Awesome
DaCiDian (大词典)
DaCiDian is an open-sourced lexicon for Chinese Automatic Speech Recognition(ASR)
Design
In mainstream ASR system, lexicon is a core component, that maps word into acoustic modeling units(such as phone). In DaCiDian, we break the mapping into 2 independent layers:
word --> PinYin syllable --> phoneme
The purpose of this design is as follows:
-
Anyone who is familiar with PinYin (basically every mandarin speaker), can enrich DaCiDian's vocabulary, by adding new entry(word) into the layer-1 mapping.
-
ASR system developers can easily adapt DaCiDian to their own phone set by defining their own layer-2 mapping.

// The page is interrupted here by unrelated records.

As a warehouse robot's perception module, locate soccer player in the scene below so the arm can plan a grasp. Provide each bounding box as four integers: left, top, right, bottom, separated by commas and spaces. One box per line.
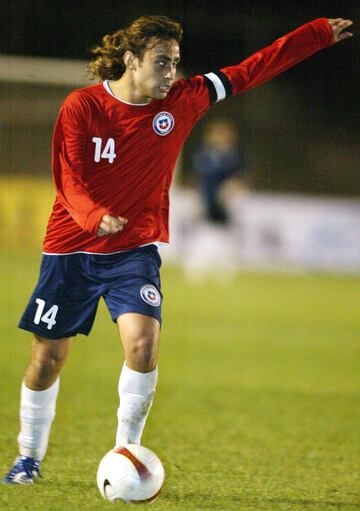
4, 16, 352, 484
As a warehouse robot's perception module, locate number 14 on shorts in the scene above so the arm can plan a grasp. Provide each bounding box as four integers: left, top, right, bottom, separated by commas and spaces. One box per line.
34, 298, 59, 330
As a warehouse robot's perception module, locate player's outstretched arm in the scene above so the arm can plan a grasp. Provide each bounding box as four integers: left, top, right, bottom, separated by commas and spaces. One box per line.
329, 18, 354, 43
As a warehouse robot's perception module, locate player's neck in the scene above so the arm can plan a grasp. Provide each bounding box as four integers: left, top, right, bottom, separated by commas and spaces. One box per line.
109, 75, 151, 105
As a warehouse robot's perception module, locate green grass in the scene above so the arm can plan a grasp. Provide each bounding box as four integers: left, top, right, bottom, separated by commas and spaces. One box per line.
0, 253, 360, 511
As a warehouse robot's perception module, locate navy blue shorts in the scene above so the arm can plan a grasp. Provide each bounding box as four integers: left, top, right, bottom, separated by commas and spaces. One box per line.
19, 245, 162, 339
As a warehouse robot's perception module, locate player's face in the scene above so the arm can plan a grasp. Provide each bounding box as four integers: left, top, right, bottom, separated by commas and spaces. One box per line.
134, 39, 180, 100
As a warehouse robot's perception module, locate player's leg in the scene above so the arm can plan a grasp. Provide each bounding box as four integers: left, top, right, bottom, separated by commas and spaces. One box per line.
116, 313, 160, 446
4, 335, 71, 484
4, 254, 101, 484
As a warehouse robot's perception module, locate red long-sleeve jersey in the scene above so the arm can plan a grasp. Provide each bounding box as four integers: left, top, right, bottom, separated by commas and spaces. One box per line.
44, 18, 333, 254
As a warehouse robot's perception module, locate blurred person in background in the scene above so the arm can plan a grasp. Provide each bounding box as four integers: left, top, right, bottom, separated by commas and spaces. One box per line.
3, 16, 352, 484
193, 118, 247, 224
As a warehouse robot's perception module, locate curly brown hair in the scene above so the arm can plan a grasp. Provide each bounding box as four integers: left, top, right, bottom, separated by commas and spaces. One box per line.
87, 16, 183, 81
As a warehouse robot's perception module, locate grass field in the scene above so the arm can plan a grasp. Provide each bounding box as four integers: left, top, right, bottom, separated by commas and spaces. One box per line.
0, 253, 360, 511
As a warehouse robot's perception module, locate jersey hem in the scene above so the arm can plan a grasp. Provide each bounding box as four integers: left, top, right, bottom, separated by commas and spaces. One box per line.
42, 241, 169, 256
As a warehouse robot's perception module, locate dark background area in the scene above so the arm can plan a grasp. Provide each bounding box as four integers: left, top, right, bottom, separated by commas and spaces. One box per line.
0, 0, 360, 195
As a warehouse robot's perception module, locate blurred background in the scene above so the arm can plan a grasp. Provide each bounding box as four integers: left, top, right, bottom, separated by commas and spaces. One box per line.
0, 0, 360, 273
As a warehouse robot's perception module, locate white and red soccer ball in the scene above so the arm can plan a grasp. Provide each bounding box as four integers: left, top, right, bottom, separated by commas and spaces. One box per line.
97, 444, 165, 503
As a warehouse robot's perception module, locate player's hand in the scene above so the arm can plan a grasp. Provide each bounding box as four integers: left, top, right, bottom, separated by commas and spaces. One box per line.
97, 215, 127, 237
329, 18, 354, 43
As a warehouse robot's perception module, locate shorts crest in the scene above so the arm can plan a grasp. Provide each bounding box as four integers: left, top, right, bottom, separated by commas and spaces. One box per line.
140, 284, 161, 307
153, 112, 175, 137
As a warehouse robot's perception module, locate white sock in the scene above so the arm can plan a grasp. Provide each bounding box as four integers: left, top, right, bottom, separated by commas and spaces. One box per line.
18, 378, 60, 460
116, 363, 158, 446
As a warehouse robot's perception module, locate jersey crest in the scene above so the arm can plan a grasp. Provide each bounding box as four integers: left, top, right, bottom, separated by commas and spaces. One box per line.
153, 112, 175, 137
140, 284, 161, 307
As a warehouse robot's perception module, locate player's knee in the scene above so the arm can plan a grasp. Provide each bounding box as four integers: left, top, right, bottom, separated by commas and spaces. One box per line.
130, 335, 157, 371
32, 339, 67, 380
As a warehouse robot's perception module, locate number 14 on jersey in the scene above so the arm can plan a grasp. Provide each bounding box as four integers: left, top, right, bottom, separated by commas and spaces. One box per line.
92, 137, 116, 163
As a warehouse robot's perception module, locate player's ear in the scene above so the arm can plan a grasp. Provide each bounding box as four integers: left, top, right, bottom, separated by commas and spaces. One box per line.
124, 50, 138, 69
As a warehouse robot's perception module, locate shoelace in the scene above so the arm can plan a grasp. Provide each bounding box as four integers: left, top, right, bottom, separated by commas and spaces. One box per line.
9, 458, 40, 478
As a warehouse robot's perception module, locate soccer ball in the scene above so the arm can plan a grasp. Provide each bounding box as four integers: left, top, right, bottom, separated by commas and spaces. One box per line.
97, 444, 165, 503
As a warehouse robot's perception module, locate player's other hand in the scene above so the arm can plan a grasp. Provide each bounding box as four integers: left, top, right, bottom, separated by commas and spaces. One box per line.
97, 215, 127, 237
329, 18, 354, 43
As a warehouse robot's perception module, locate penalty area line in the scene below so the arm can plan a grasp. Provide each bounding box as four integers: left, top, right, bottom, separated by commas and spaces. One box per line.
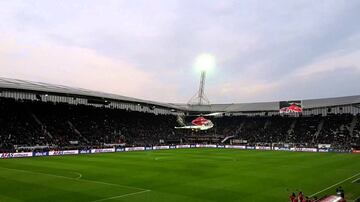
91, 190, 151, 202
0, 166, 150, 191
310, 173, 360, 197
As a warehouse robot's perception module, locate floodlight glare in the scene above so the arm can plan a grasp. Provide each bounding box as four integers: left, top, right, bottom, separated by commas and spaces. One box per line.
195, 54, 215, 72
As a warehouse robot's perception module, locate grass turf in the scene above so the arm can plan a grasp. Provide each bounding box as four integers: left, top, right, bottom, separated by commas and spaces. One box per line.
0, 149, 360, 202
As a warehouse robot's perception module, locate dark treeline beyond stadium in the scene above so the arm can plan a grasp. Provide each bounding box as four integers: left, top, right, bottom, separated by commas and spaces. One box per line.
0, 98, 360, 152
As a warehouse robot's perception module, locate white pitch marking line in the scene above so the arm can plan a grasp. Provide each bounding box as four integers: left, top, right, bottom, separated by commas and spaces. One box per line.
351, 178, 360, 183
91, 190, 150, 202
353, 196, 360, 202
0, 166, 150, 191
310, 173, 360, 197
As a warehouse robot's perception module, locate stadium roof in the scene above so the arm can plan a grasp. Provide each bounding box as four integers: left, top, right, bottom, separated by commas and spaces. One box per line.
0, 77, 360, 112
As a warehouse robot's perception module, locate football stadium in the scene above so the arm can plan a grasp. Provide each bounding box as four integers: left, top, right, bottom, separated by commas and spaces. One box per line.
0, 0, 360, 202
0, 78, 360, 202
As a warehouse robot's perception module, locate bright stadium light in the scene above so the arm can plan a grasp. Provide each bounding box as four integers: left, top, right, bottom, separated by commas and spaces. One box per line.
195, 54, 216, 72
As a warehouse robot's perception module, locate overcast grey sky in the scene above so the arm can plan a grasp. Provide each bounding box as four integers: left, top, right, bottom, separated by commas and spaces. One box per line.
0, 0, 360, 103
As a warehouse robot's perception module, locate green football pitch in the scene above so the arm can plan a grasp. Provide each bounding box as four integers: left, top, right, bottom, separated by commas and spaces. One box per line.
0, 149, 360, 202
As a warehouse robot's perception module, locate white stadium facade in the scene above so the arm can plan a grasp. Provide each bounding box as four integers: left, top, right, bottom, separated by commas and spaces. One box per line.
0, 78, 360, 116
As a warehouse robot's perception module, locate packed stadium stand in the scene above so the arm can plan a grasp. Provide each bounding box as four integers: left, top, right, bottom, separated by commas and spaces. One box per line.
0, 78, 360, 152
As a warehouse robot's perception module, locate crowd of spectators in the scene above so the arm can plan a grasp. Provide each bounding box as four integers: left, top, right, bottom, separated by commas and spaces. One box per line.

Layer-1: Word -> Syllable Mapper (word_to_pinyin.txt)
- word and its pronunciation(s) are seperated by tab
- multiple pronunciations are seperated by ;
- each pronunciation is a sequence of Chinese PinYin syllables, seperated by space
- tone infomation are encoded into 0,1,2,3,4
examples:
...
裤子 KU_4 ZI_0
好事 HAO_4 SHI_4;HAO_3 SHI_4
教授 JIAO_1 SHOU_4;JIAO_4 SHOU_4
...
语音识别 YU_3 YIN_1 SHI_2 BIE_2
傅里叶变换 FU_4 LI_3 YE_4 BIAN_4 HUAN_4
Layer-2: Syllabel->Phone Mapper (pinyin_to_phone.txt)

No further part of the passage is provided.